Yes, Tom is emotional, but he directs his anger at poor execution. Technique. Tom is quite emotional about technique. He is a great technician. He is even adaptable.

In 1964, anyone caught in the alpha state (total mental relaxation) was fined. It was in the playbook fine schedule: Making Alpha Waves —$25 for every minute the player is blissed out. There was a sign in the training room: DON’T MAKE ALPHA WAVES. But today, ol’ adaptable Tom’s got players in isolation tanks going for alpha on purpose.

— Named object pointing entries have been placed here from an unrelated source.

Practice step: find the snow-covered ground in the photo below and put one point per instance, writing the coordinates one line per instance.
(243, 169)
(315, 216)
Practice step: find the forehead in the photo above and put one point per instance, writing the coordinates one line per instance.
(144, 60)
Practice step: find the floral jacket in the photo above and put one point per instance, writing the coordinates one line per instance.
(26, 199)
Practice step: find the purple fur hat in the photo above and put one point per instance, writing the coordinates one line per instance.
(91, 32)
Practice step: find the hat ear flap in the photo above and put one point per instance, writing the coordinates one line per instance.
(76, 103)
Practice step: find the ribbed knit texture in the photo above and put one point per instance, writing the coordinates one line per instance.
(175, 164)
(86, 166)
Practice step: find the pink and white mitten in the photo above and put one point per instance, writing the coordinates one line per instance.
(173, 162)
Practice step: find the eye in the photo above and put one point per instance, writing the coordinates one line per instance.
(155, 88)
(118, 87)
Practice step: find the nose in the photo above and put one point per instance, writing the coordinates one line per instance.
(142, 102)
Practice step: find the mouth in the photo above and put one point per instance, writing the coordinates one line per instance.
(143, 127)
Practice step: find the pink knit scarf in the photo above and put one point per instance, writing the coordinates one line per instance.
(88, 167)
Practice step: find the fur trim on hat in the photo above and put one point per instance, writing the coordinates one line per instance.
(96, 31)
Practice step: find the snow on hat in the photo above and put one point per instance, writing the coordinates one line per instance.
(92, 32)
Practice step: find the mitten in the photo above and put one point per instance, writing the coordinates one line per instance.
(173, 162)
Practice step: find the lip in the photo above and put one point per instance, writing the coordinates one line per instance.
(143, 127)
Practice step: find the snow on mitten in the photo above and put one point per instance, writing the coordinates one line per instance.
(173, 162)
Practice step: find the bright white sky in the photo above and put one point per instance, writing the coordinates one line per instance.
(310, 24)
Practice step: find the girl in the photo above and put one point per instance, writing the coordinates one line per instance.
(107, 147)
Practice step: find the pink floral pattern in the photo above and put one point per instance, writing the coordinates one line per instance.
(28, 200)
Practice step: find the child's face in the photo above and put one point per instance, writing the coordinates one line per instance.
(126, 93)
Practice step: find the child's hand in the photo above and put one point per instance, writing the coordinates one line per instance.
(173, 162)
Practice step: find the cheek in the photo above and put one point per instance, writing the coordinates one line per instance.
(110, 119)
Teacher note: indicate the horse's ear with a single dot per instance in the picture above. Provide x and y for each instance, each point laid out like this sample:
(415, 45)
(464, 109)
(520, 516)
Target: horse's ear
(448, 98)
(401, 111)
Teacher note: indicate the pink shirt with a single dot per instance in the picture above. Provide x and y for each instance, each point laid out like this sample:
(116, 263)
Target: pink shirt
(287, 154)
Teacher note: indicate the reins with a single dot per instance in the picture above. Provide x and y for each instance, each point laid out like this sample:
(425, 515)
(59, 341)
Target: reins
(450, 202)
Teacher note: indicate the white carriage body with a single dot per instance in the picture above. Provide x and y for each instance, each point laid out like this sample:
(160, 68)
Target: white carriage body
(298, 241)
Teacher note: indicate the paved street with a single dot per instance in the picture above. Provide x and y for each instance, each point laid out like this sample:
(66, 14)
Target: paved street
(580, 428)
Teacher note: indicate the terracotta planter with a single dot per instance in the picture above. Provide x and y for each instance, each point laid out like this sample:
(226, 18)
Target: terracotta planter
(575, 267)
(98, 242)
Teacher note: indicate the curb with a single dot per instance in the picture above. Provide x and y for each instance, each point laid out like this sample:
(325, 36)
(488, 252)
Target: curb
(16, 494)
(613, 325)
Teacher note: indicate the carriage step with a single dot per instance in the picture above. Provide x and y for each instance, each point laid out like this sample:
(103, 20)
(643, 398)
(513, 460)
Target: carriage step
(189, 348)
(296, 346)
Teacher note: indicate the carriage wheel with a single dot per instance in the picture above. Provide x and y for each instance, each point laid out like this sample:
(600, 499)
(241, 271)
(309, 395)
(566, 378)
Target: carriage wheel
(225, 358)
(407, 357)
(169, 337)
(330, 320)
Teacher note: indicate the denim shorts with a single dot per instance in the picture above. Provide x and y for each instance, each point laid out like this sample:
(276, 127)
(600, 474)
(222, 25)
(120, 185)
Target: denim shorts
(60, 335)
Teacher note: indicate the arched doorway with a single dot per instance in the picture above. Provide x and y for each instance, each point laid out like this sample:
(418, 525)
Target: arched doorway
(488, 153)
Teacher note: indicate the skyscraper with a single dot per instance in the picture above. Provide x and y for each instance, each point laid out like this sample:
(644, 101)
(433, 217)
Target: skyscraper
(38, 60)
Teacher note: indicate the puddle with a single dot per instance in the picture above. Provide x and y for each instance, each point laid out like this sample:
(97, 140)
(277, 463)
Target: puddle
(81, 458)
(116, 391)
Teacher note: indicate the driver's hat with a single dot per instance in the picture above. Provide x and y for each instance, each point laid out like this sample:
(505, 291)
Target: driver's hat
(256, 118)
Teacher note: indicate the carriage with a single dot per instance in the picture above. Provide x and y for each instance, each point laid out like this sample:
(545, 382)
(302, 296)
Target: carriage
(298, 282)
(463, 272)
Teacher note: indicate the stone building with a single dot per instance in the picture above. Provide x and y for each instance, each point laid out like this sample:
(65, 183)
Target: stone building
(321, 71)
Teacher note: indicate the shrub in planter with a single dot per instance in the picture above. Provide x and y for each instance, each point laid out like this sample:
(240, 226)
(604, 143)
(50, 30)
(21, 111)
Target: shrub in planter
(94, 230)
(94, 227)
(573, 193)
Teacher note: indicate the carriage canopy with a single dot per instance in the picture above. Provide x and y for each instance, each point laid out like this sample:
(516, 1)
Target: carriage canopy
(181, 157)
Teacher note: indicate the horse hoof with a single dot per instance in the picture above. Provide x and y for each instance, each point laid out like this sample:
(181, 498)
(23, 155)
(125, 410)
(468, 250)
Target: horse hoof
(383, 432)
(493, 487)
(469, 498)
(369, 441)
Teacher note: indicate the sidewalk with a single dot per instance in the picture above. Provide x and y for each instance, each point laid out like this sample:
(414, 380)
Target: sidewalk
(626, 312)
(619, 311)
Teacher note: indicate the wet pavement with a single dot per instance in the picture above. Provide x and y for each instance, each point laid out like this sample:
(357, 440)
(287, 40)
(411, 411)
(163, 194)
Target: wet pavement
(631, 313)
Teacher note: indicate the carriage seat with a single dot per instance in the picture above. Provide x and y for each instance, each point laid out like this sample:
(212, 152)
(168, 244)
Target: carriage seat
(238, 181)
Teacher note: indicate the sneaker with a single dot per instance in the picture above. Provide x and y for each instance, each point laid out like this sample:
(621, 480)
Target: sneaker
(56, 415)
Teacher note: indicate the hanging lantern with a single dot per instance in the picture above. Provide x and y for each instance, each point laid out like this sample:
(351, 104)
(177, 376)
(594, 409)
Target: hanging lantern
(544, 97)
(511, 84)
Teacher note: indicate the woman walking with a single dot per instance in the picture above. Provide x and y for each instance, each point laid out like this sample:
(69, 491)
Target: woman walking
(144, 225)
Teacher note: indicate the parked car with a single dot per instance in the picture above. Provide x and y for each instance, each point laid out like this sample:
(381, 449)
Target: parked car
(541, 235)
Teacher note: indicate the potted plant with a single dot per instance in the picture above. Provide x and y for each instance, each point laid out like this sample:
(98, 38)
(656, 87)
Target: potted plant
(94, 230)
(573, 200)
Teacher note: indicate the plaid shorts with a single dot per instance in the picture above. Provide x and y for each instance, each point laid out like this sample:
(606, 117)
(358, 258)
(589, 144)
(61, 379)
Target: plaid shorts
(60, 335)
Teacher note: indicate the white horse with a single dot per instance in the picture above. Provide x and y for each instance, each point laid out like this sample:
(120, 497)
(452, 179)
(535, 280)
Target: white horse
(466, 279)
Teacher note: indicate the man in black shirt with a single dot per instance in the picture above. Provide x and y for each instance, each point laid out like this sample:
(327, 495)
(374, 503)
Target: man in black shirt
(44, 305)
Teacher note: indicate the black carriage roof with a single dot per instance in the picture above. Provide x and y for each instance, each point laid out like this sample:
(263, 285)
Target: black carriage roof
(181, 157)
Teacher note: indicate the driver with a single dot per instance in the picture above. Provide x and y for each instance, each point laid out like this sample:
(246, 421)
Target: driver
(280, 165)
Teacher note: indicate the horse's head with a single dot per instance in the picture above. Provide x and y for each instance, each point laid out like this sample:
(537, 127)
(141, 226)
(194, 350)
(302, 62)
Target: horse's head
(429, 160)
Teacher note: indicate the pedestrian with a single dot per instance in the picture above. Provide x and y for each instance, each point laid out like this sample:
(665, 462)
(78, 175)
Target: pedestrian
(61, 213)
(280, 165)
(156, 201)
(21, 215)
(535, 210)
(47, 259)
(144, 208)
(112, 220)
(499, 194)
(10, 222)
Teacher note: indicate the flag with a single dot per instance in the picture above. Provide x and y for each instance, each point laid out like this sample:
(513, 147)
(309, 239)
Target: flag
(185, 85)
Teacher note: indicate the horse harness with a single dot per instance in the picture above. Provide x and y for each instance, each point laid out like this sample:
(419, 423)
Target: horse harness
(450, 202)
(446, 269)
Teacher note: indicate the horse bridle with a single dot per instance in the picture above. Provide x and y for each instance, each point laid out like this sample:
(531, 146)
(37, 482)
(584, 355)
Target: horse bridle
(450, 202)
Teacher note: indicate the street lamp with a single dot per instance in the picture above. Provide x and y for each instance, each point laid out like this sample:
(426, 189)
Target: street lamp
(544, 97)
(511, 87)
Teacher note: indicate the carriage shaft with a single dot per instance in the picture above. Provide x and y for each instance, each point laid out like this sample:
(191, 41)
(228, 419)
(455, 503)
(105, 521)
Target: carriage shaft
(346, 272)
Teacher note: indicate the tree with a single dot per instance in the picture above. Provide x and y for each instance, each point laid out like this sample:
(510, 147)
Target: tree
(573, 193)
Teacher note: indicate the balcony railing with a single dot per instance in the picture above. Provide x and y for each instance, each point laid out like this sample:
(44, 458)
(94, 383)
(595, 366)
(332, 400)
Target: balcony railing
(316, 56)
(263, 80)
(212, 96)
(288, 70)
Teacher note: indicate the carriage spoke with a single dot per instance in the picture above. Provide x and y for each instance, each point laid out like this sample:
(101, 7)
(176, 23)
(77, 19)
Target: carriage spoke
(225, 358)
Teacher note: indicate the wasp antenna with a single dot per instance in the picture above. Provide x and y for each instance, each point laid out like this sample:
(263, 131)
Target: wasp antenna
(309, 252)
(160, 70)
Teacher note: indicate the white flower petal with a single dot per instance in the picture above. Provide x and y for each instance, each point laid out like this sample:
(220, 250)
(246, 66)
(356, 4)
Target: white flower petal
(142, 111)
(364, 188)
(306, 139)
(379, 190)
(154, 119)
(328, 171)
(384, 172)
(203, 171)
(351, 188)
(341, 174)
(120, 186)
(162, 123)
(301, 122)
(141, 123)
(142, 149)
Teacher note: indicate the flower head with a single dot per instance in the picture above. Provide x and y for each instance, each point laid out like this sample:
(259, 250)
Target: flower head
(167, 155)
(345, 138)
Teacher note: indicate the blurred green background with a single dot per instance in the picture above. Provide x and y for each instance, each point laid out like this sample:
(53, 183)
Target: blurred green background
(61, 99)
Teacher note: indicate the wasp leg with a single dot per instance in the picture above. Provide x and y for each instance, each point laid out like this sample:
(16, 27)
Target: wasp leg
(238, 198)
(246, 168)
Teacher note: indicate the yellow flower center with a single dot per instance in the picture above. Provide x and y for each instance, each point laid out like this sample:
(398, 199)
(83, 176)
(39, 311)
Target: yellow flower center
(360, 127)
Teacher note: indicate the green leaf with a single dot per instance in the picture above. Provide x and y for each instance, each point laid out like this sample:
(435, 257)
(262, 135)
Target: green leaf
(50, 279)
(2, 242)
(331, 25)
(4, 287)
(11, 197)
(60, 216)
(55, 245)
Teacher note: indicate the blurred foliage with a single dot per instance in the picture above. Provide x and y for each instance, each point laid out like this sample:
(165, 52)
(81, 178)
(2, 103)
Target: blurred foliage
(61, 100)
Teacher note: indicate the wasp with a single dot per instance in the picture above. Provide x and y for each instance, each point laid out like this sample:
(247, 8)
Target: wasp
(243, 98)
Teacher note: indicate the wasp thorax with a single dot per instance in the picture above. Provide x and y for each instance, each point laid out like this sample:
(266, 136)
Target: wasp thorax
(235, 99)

It is said that messing with a body’s alpha waves can lead to as yet unknown dangers. I believe it. I don’t let anybody touch my alpha waves, let alone borrow them.

• • •

In 1964, Tom Landry was the head coach of a losing system, an expansion team in the mighty NFL. The team played in the Cotton Bowl. Eddie LeBaron had retired and left the quarterback job to Don Meredith. Crowds seldom exceeded 25,000 to 30,000, most of them in the cheap end-zone seats.

Lamar Hunt had taken his AFL team out of Dallas to Kansas City. It has often been alleged that a secret agreement existed between Hunt and Murchison, allowing Hunt to buy into the Cowboys franchise should his Kansas City franchise fail. Obviously neither failed, but in 1964 the Dallas Cowboys were hardly a household word. I have a 1964 Cowboys schedule that shows Dandy Don running in that silly-ass old blue and white uniform with the stars on the shoulders. The team logo was still that little fat cowboy horse. Tickets were $5.50 at the top end and $1 at the low end. Kids got free footballs, and five kids under 12 were admitted free for every special general admission ticket.

Twenty-five thousand to 35,000 people at a game. Tops.

The Dallas Cowboys were not well known even in Dallas — let alone Texas or the whole planet, which now seems to be the case.

In 1964, I got to play maybe three or four plays, not counting special teams. I might have gotten to play more in 1964. Green Bay was beating us something like 41 to 21 (our defense having scored 14 of the 21, including a touchdown scored after Paul Hornung, Warren Livingston, Jim Taylor, and Cornell Green fumbled a ball back and forth the length of the field from about our 15 to the Green Bay end zone).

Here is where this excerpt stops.